In July Papa and the boys came up. Papa was taking a month’s vacation from the bank, and the boys had finished at school. Jozsef was preparing for his last year before going to Berlin University. He was seventeen, tall, and rather like Papa to look at, although he was softer and less energetic than Papa. He was supposed to be working for his
Abiturium
but had not received a very good report, and Papa was a little cross, believing that his elder son would have done better if only he had tried. There had been some considerable discussion about the choice of university. It was thought that the
numerus clausus
which restricted the number of Jewish students entering Hungarian universities would not apply to Jozsef (he was, after all, only Jewish in origin and not registered as a Jew), but nonetheless it was decided not to risk the possibility of refusal. Anti-Semitic organizations abounded, and one was never sure when they might decide to “make a case” of some obscure Jewish question.
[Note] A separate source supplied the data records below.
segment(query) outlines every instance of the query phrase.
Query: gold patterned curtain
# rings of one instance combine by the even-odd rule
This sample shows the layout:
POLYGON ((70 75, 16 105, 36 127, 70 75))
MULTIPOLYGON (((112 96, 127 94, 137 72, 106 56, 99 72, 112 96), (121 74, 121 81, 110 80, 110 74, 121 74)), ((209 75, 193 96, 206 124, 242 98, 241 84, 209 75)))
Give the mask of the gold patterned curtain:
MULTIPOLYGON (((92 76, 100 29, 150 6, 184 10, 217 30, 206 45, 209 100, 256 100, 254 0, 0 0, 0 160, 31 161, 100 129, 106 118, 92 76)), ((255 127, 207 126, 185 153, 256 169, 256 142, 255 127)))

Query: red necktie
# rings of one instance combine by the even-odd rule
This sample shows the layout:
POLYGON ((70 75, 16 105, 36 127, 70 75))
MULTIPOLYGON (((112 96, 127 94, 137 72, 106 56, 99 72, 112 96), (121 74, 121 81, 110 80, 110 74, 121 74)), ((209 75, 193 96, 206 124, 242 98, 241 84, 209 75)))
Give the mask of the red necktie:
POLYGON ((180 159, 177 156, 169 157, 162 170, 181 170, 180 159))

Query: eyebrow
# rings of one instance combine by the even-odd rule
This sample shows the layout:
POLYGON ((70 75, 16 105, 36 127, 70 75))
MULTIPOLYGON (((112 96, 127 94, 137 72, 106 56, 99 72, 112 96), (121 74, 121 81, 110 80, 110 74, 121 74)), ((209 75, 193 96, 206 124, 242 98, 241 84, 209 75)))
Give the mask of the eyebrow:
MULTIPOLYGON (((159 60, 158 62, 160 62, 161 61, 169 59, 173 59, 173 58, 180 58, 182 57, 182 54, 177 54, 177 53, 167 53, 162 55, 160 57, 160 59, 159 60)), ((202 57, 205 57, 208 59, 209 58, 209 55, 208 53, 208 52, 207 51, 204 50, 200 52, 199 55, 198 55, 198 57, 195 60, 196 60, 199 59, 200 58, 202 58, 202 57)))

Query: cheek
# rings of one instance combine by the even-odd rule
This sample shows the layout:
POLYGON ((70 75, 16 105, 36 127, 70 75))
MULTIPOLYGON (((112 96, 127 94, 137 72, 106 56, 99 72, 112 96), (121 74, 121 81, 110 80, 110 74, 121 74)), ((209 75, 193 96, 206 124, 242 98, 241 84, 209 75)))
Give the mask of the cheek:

Jozsef should go to study economics in Berlin, where the
numerus clausus
did not apply.

Jozsef behaved reasonably well when Papa was about. Papa had made it quite plain that he disapproved of Jozsef’s idleness in the matter of examinations. There were a great many avowals that he was going to do better this last year before going to university and, when Papa was around, Jozsef was often to be seen sitting on the veranda frowning over a book. He was hoping for a generous allowance once he got to Berlin. When Papa was not around Jozsef spent a lot of time lying underneath David Klein’s car peering up, or standing over the engine peering down.